I'm aware that the usual workaround is to pass an array in as a parameter
and have the function modify the array. But that's not really as
convenient as if the function could just return the array.

Incidentally, this works in TAWK:

C:>awkw 'function foo() { local A;A[1];return A } BEGIN {A[2];A=foo();for (i in A) print i}'
1
C:>

Note that if you leave out the "local A", then the final print will print
both 1 and 2.
--
"Remember when teachers, public employees, Planned Parenthood, NPR and PBS
crashed the stock market, wiped out half of our 401Ks, took trillions in
TARP money, spilled oil in the Gulf of Mexico, gave themselves billions in
bonuses, and paid no taxes? Yeah, me neither."

Kenny McCormack

unread,
Apr 7, 2015, 7:36:21 AM4/7/15
to
In article <mf13po$4se$3...@news.xmission.com>,
Kenny McCormack <gaz...@shell.xmission.com> wrote:
>Can I have a user-defined function that returns an array?
>Like: function foo() { A[1];return A }
>
>As far as I can tell, the answer is "no"; whenever I try I get:
>
> gawk4: cmd. line:1: fatal: attempt to use array `A' in a scalar context
>
>I'm aware that the usual workaround is to pass an array in as a parameter
>and have the function modify the array. But that's not really as
>convenient as if the function could just return the array.
>
>Incidentally, this works in TAWK:
>
>C:>awkw 'function foo() { local A;A[1];return A } BEGIN {A[2];A=foo();for (i in
>A) print i}'
>1
>C:>
>
>Note that if you leave out the "local A", then the final print will print
>both 1 and 2.

Bump!!!

--
Those on the right constantly remind us that America is not a
democracy; now they claim that Obama is a threat to democracy.

Andrew Schorr

unread,
Apr 7, 2015, 8:45:47 PM4/7/15
to
On Tuesday, April 7, 2015 at 7:36:21 AM UTC-4, Kenny McCormack wrote:
> Kenny McCormack wrote:
> >Can I have a user-defined function that returns an array?
> >Like: function foo() { A[1];return A }
> >
> >As far as I can tell, the answer is "no"; whenever I try I get:
> >
> > gawk4: cmd. line:1: fatal: attempt to use array `A' in a scalar context
> >
> Bump!!!

I think you answered your own question. What more is there to say?

Regards,
Andy

Kenny McCormack

unread,
Apr 7, 2015, 9:17:42 PM4/7/15
to
In article <4ebb8860-5c88-46de...@googlegroups.com>,
OK, thanks. The point of many of these posts of mine is to get
confirmation from the experts. That's you.

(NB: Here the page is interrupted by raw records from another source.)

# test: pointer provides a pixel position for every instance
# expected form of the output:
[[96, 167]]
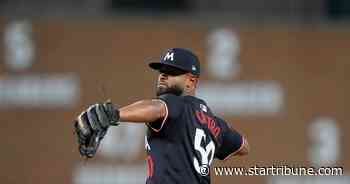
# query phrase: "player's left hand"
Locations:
[[92, 125]]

So, you can't return an array from a function in GAWK, right?

Andrew Schorr

unread,
Apr 8, 2015, 7:31:15 PM4/8/15
to
On Tuesday, April 7, 2015 at 9:17:42 PM UTC-4, Kenny McCormack wrote:
> OK, thanks. The point of many of these posts of mine is to get
> confirmation from the experts. That's you.
>
> So, you can't return an array from a function in GAWK, right?

Correct. That is not currently possible.

Using the latest gawk master branch:

bash-4.2$ cat -n /tmp/test.awk
1 function foo() {
2 a[1] = 2
3 a[2] = 3
4 return a
5 }
6
7 BEGIN {
8 x = foo()
9 for (i in x)
10 print i, x[i]
11 }
bash-4.2$ ./gawk -f /tmp/test.awk
gawk: /tmp/test.awk:4: fatal: attempt to use array `a' in a scalar context

This works:
bash-4.2$ cat -n /tmp/test.awk
1 function foo(a) {
2 a[1] = 2
3 a[2] = 3
4 }
5
6 BEGIN {
7 foo(x)
8 for (i in x)
9 print i, x[i]
10 }
bash-4.2$ ./gawk -f /tmp/test.awk
1 2
2 3

Regards,
Andy


Kenny McCormack

unread,
Apr 8, 2015, 9:16:36 PM4/8/15
to
In article <90639ac6-f8ad-4b25...@googlegroups.com>,
Yup. Thanks again.

--
(This discussion group is about C, ...)

Wrong. It is only OCCASIONALLY a discussion group
about C; mostly, like most "discussion" groups, it is
off-topic Rorsharch [sic] revelations of the childhood
traumas of the participants...

Joep van Delft

unread,
Apr 9, 2015, 4:43:07 AM4/9/15
to
Thanks for these examples. This has tripped me up as well. But
contrast the second example with this:

% gawk '
function foo(a) {
a = "aaa"
}
BEGIN {
foo(x)
print x
}'

It prints nothing (also not with "return a" added to the function).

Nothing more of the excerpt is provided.